When and how can a large magnetic field change the ground state of a strongly correlated electron metal?
An earlier post considered this question.
To me, one of the most striking cases is that of heavy fermion metals in high magnetic fields. From quantum magnetic oscillations [e.g., SdH and dHvA] one can measure the effective mass of the Fermi liquid quasi-particles. The figure below shows how in CeB6 the effective mass decreases significantly with increasing magnetic field. Hence, the field destroys the heavy fermion behaviour.
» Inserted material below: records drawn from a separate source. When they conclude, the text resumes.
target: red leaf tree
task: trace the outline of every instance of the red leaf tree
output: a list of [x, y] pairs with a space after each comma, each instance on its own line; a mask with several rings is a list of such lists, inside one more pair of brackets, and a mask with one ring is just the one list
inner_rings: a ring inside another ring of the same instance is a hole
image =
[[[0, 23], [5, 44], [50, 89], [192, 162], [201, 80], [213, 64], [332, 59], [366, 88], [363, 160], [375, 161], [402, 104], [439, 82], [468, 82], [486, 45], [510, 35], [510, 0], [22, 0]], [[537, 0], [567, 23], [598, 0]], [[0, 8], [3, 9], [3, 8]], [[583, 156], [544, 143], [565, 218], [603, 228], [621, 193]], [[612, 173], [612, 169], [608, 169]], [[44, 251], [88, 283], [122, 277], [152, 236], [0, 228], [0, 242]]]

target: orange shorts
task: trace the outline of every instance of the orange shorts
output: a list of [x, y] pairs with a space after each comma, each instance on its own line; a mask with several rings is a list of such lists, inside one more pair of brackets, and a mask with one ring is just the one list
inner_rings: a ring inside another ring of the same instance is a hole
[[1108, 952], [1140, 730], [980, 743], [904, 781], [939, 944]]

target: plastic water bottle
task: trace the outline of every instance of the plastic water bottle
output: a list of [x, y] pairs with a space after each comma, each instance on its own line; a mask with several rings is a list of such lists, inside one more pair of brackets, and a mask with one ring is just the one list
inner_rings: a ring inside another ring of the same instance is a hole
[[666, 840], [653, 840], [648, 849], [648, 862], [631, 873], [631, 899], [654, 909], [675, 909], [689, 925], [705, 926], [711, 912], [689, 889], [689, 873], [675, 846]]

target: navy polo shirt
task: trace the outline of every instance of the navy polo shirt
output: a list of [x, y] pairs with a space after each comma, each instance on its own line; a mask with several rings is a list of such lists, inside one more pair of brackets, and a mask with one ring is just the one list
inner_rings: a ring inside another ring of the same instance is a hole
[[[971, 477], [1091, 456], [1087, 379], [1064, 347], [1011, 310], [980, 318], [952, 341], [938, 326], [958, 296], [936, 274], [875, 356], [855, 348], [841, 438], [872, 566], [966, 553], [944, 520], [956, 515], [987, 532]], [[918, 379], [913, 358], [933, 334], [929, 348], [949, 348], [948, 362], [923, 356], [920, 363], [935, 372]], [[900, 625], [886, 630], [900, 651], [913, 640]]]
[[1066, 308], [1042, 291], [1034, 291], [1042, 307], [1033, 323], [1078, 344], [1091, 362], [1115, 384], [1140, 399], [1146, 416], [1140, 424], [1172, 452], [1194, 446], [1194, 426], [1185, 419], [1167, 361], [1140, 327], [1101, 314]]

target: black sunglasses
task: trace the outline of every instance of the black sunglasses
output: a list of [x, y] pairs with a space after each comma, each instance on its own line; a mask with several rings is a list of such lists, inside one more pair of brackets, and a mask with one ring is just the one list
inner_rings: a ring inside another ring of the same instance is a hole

What is the physics behind this dramatic effect?The heavy fermion character arises from the formation of Kondo singlets between the localised spins and the conduction electrons. However, an external magnetic field breaks these singlets, reducing the heavy fermion character. The Kondo lattice temperature [coherence temperature] sets the relevant magnetic field scale and is well described by a slave boson theory of Wasserman, Springford, and Hewson [see eqn. 17 for m*(H)]. It also contains the above figure.
A more sophisticated treatment [connecting to recent NRG (Numerical Renormalisation Group) treatments of the single impurity Anderson model] of the case of YbRh2Si2 has recently been discussed by Zwicknagl. I am not clear on why she (and Hewson!) do not reference this earlier slave boson theory in their latest work.